One 12-year-old shyly told them she couldn’t sing, then belted out a song that knocked Sandy and Ryan back in their seats.

“She’s amazing,” Ryan says of the girl they chose to fill the role of Annie. “She tops any Annie I’ve seen professionally.”

A part went to every child. Five weeks of rehearsals began immediately. Sandy and Ryan drew up detailed schedules and posted them for parents and kids.

After rehearsals ended at 4 p.m., the young producers hit the pavement selling ads for their program, hanging promotional posters around town and finding musicians.

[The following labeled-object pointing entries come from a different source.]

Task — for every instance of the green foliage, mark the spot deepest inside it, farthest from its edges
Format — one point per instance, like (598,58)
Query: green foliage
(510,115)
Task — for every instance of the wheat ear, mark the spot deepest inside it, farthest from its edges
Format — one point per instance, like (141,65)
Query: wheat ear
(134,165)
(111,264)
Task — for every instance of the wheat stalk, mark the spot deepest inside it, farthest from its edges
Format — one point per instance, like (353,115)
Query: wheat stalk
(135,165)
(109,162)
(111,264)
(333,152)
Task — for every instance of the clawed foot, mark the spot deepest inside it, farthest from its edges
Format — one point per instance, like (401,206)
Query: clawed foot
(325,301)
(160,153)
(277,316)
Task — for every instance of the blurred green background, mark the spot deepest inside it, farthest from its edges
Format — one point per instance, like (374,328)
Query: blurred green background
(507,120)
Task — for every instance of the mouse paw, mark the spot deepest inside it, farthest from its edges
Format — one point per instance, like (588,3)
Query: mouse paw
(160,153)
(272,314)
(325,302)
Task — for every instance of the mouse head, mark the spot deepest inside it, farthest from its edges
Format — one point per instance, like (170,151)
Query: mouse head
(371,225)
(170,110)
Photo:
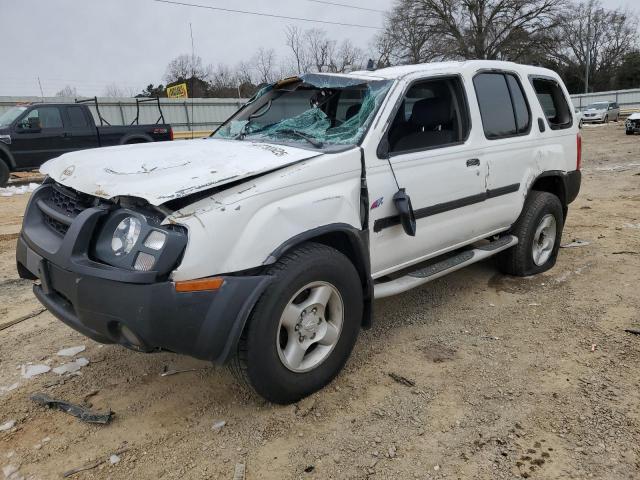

They spent their evenings planning sets, lighting, costumes and sound. Lack of money triggered their sense of invention and led to a simple set rigged with lights and a fog machine.

A 16-year-old seamstress whipped out their costumes.

More than 100 people slipped into the hard wooden auditorium seats on opening night, hoping to catch a little wind from strategically placed fans. Ryan, who’s performance resume stretches over several pages, couldn’t calm himself.

“I was thinking about everything that could go wrong,” he says. “Then nothing did.”

Their cast dazzled the audience with “Annie” and “Grease” and brought tears with “Les Miserables.” By the final bow, the auditorium thundered with applause.

“It was amazing for me to see it all come together,” says Marianne, the pianist. “It’s been hard work, but it’s been worth it.”

“Broadway Bound’s” last Bonners Ferry show is today at 2:30 p.m. But Ryan and Sandy plan to start all over with the same plan in Sandpoint - Ryan’s home - in September.

“A lot of people say the show’s great, that we should take it on tour,” Sandy says, not really surprised. “If we could do it here, we know we can do it in Sandpoint.”